Things I have brought into my own marriage. It's not all sunshine and roses, sure, but there's a whole lot more sunshine and roses when we work together (and don't hold grudges for the times we have to work alone) than if we run away from each other whenever things get tough. Than if we talk trash about each other to our children or friends when we are angry. The things I learned have taken DH and I through 22 years so far, and we fully expect to get through another 22 to get to our own 44.
I am 43 years old. I got married at 21; twenty-two years ago. I've been Mrs. DH more than half my life now. That's a long time. I honestly have a really hard time remembering what it was like to be single. I met DH shortly after my 19th birthday, so I stop my 'single life' counting at that point. Because from practically the night we met, life stopped being 'him' and 'me' and became 'us'. I can't adequately describe it, but I still remember how comfortable and wonderful it felt to realize that he was different, that he just seemed to naturally be part of my life.
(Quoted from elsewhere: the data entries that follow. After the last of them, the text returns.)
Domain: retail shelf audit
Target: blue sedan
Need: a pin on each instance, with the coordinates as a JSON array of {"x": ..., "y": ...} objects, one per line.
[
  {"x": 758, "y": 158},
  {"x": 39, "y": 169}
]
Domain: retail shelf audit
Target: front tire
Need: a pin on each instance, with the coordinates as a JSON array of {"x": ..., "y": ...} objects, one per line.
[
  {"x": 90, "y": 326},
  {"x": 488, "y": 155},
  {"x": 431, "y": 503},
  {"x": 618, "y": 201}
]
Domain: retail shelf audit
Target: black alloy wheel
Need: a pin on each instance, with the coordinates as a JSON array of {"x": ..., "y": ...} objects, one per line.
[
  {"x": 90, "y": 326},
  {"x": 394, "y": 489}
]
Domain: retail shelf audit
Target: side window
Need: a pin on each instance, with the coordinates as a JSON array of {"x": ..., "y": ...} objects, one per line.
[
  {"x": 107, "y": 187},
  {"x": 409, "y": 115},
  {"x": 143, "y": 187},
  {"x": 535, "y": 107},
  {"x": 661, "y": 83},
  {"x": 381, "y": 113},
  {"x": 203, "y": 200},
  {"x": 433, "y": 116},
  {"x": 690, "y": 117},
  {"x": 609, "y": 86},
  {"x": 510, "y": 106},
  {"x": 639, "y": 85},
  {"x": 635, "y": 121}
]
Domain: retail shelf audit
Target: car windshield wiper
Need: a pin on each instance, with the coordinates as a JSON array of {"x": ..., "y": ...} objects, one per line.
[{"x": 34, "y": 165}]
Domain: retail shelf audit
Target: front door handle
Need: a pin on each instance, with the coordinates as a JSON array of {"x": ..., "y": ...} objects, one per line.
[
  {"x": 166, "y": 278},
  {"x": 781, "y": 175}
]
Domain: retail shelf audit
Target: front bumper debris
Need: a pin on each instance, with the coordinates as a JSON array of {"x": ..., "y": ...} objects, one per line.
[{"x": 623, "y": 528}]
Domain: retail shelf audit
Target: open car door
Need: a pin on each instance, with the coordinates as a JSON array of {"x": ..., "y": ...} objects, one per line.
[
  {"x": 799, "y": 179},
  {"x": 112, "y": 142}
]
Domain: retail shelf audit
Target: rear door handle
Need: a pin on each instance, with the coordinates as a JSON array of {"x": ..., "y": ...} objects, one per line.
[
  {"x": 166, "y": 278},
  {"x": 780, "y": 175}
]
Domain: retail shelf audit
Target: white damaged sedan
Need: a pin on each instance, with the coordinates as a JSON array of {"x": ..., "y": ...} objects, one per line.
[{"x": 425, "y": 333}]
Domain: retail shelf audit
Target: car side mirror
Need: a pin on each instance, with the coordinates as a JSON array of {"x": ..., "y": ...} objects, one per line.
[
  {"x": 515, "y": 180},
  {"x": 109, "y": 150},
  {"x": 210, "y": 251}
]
Maybe that is why we've been together for so long: he compliments my life and I compliment his. Where he is weak (um, spiders, needles, writing papers) I am strong (hi spider let me catch you and put you back outside, I'll gladly donate blood or give shots, and I love to write. . .). Where I am weak (spatial math computations, social skills, computer savvy) he is strong (hello, he's an engineer--math and computers! and despite being an engineer he's more socially outgoing than I am).
We're a team. Together we can accomplish just about anything. Fighting against each other we not only accomplish nothing, we lose some of what we have. In twenty-two years, you amass a lot. Not just material things, but memories and love too.
22 years. Half as long; more than half.